To All the Boys I’ve Loved Before

Based on Jenny Han’s book and directed by Susan Johnson, the Netflix original movie, “To All the Boys I’ve Loved Before” has quickly charmed the internet. This rom-com tells the story of Lara-Jean Covey (Lana Condor), an Asian American teenager, whose struggle through high school escalates when her secret love letters become not-so-secret. To convince her sister’s ex-boyfriend, a love letter recipient, that she isn’t in love with him, she enlists popular Peter Kavinsky (Noah Centineo), in the role of faux-beau.

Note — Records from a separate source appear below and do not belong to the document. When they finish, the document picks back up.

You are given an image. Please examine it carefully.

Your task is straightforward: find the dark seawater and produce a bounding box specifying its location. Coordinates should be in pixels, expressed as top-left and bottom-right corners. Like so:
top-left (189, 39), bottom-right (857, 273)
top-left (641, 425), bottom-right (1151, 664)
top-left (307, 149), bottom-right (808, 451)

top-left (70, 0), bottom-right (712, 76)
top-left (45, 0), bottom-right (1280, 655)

 Illustration by Annie Judd

Illustration by Annie Judd

Of course, it’s inevitable that Lara-Jean and Peter genuinely fall in love, and like all rom-coms, clichés saturate this film. Whether it’s the “jock and the bookworm” love story or the nasty ex-girlfriend (whose cringe-worthy acting makes for an unconvincing threat), “To All the Boys I’ve Loved Before” undoubtedly has its contentious moments. However, although this film may be no match for the classics, its iridescent aesthetics, whimsical soundtrack, and relatability inevitably force out smiles (and maybe even tears).

If a film makes you feel anything, even the slightest tug at your heartstrings, then it did something right. Watching Lara-Jean, a young, Asian American girl, be honest with herself and brave enough to expose her heart— it becomes a little easier to feel beautiful and loved because finally, someone on screen looks like me. In the end, that is a coveted joy that nothing, not even bad acting or endless clichés, could ever overshadow.